Last August, the United States’ Inflation Reduction Act (IRA) introduced massive subsidies for a wide range of low-carbon tech, mainly in the form of production tax credits. Canada introduced its own incentives in response, but so far these measures aren’t enough to make Canada as attractive as an investment destination.
However, “There’s an opportunity here for Canada to take advantage of. With a smart industrial policy response to the IRA, Canada can stay competitive and grow a prosperous low-carbon economy,” says co-author and Transition Accelerator Research Director, Bentley Allan.
The working paper recommends that the federal government introduce new measures in Budget 2023 to improve Canada’s competitiveness as a destination for low-carbon investment, namely:
- Carbon contracts for difference, a kind of insurance policy on the future value of carbon credits that will give firms the confidence to make big decarbonization investments.

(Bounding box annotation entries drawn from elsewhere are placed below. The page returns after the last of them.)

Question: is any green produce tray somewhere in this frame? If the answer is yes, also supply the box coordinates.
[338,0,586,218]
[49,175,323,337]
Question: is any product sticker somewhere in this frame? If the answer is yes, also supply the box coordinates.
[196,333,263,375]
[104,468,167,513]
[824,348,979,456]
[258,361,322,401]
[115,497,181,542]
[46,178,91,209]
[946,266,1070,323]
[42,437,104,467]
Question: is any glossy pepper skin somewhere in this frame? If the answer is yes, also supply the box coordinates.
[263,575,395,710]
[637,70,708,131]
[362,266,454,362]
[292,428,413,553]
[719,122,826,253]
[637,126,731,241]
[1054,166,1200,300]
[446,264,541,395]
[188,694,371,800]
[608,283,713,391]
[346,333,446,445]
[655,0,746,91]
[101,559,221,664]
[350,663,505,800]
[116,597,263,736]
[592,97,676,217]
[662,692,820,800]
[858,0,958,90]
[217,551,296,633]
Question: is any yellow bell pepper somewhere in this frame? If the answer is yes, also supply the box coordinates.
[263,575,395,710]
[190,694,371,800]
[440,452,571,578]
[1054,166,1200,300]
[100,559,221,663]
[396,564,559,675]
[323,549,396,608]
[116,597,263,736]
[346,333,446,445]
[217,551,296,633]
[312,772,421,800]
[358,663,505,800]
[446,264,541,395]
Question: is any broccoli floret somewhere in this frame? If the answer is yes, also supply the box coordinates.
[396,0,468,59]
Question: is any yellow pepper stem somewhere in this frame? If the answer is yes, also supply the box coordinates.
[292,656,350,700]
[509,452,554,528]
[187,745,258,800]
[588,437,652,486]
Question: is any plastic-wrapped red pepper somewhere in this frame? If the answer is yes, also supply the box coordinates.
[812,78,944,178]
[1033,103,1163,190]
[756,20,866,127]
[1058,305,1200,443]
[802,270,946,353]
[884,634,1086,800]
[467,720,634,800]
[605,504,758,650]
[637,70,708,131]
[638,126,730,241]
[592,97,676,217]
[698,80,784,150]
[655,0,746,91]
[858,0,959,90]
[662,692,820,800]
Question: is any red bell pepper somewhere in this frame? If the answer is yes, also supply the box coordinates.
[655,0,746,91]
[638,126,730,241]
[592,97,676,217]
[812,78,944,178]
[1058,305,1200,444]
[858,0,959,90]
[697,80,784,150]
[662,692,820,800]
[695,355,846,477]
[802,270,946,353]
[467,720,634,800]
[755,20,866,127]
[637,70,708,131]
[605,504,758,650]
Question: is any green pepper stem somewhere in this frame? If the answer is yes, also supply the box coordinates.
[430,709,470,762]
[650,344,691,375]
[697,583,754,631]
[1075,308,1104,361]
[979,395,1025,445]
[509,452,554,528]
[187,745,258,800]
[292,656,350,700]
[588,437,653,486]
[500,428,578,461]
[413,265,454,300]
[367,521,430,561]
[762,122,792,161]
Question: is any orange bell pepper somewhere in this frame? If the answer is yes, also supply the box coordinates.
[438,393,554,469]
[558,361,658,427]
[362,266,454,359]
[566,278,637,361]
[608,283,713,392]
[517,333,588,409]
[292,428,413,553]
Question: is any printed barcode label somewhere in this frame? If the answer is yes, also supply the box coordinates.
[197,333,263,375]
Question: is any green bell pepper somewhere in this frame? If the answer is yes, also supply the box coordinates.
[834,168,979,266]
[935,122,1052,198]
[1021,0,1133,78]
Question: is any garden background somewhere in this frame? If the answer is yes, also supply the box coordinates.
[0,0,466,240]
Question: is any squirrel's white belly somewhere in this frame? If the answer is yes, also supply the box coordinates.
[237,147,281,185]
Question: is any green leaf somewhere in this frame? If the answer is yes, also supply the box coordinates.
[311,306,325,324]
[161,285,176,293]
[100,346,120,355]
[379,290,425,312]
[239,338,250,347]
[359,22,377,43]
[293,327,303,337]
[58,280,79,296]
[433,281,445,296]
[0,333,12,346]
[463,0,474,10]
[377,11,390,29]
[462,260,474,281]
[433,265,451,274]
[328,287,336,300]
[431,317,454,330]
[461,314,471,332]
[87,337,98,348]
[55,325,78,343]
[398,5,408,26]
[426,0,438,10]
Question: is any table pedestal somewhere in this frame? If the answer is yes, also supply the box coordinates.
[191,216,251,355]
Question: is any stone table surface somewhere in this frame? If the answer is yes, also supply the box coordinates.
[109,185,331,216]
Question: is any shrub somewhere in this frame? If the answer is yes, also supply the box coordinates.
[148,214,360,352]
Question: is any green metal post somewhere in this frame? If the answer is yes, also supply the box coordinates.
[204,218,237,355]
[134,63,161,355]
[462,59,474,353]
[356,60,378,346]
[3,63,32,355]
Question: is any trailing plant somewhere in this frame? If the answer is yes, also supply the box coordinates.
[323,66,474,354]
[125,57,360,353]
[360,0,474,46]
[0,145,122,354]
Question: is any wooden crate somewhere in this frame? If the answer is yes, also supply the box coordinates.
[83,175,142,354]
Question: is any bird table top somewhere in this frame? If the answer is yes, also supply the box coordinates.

- Strategic financial support for industries where Canada can compete globally and generate significant economic benefits, good jobs, and manufacturing value added.
Below: How the specific measures proposed by Clean Prosperity and The Transition Accelerator in their new working paper could help close the incentive gap between Canada and the United States.
How contracts for difference could boost blue hydrogen
One industry the working paper examines is blue hydrogen production, which can be produced with low greenhouse gas emissions and offers an emissions-free, affordable fuel for transport trucks, trains, ships, and airplanes.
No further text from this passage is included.